Actual election insights were few and far between, with Brandis doing his usual pointlessly mercurial jabs and Plibersek sounding like she was still in campaign mode. I suppose that’s what we’ve come to expect of the show.
But a question from family violence campaigner Tarang Chawla took the panel aback. He told them that his sister Nikita had been stabbed to death by her partner last year, and asked – in the wake of the Eddie McGuire comments about Caroline Wilson – how we can change the cultural norms which enable domestic violence.

The debate here really fell down to Steve Price and Guardian columnist Van Badham. Price, as anyone who watches The Project or listens to him on radio will know, has carved out a niche as a crotchety old conservative who yearns for some halcyon time of civility and respect which actually probably never existed.

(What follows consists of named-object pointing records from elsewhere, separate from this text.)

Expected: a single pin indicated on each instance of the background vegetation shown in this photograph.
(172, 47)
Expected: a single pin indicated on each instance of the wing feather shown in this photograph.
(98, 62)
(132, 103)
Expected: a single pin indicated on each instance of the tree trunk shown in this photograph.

Price parroted the classic line: the McGuire comments were just banter, just some boys having a laugh, and they apologised anyway so who gives a shit?

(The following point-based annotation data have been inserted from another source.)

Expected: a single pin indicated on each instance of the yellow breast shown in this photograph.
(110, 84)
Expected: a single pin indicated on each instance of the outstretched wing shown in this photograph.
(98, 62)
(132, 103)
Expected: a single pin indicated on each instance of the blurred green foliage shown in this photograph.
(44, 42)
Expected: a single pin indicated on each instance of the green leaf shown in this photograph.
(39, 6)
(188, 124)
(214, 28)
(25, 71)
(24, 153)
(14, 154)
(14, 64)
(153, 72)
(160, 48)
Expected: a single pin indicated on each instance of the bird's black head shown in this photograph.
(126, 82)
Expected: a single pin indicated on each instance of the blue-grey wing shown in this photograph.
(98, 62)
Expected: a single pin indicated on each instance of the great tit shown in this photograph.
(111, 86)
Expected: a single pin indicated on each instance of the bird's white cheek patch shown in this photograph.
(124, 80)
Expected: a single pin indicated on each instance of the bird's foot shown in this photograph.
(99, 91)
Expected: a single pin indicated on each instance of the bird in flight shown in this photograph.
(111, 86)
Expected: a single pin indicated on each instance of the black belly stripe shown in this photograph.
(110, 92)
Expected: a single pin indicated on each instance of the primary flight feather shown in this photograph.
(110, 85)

“Eddie apologised immediately. If you listen to that broadcast in context, it was a bunch of blokes laughing about things they shouldn’t have laughed about,” he said.
“When it was brought to their attention that they’d said those things, all of them apologised. I think far too much was then made of it. As for Sam’s comments, who happens to be a good friend of mine on the Footy Show, I think he should regret the comments and shouldn’t have gone in to defend his great friend Eddie but I think too much was made of what was originally a joke on a football show.”
Badham rightly took him to task on it – especially given that this was his immediate response to someone saying their sister had been killed by a partner.
“Steve, do you know what you’re doing? Do you have any understanding what you’re doing? This man has given us an extremely upsetting story about what happened and you are defending yourself in the context where we have to have a conversation about cultural attitudes that treat women differently.”
Price and Badham argue for a bit, and Price concludes that Badham is just ‘being hysterical’, which had even the questioner Chawla surprised:
Badham replied “It is probably my ovaries making me do it, Steve.” 

Then Tony Jones, that noble warrior for civility, interjects and says things are getting too heated. Classic Tony Jones.